Transmission

Beatriz Santiago Muñoz

05 Apr - 22 May 2014

Post-Military Cinema
BEATRIZ SANTIAGO MUÑOZ
Post-Military Cinema
5 April - 22 May 2014

Transmission are delighted to present the first exhibition in Glasgow of Beatriz Santiago Muñoz, included as part of the Glasgow International Festival of Visual Art. Post-Military Cinema follows Santiago Muñoz’s six-week residency at the gallery last year.

Post-Military Cinema consists of objects, recordings and moving-image works pertaining to Ceiba, a coastal town in Puerto Rico. Ceiba was home to Roosevelt Roads, a US Naval Base which remained operational until a decade ago, having occupied Puerto Rican land for over sixty years. Many animal and plant species have begun to return to the base, reclaiming the landscape transformed by oil tanks and bombing. Through entropic forces and life without us, it is becoming something else. The works presented look at the indeterminacy of what that elsewhere might be, how it behaves and what images it creates. Having been accustomed to thinking of Ceiba as a place where an event (the event of the bombing, warfare, military industry) has ceased, we might behave as if we were waiting for another event of the same scale and form. In reality, there are an infinite number of events taking place, the majority of these outside of politics or ideology, free of symbolic weight. Post-Military Cinema engages us in looking at these events taking place right now: what do we see and how do we see them?

The project hopes to examine the various connections between the phenomenon observed in Ceiba, and still-existing military bases in Scotland, in particular Faslane, a naval base located 25 miles north-west of Glasgow. There will be a 12’’ vinyl publication accompanying the exhibition with recordings from both Ceiba and Faslane available from the 17th April. Recorded and edited by Bradley Davies (Faslane) and Joel Rodríguez (Ceiba).

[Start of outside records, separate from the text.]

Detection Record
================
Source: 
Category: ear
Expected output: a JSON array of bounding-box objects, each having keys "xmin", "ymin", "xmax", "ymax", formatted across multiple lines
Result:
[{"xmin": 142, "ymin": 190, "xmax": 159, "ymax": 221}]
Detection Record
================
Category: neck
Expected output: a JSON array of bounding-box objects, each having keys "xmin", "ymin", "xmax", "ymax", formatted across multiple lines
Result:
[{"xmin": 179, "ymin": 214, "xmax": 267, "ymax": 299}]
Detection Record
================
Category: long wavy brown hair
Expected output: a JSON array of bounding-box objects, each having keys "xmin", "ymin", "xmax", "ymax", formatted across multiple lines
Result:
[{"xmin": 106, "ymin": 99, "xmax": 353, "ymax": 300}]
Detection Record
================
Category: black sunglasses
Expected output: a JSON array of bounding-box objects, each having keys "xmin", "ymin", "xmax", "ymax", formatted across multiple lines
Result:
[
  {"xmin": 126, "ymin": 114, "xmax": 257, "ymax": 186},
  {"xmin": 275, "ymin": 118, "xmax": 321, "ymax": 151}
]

Based in Puerto Rico, Santiago Muñoz often works through long periods of observation and documentation, in which the camera is present as an object with social implications and as an instrument mediating aesthetic thought. Her films and videos focus on specific social structures or events that she transforms into collaborative work, performance and moving image. Santiago Muñoz’s recent work has been concerned with the material and physical trace of abstract political ideas, particularly post-military spaces, and the relationship of new landscapes to social forms.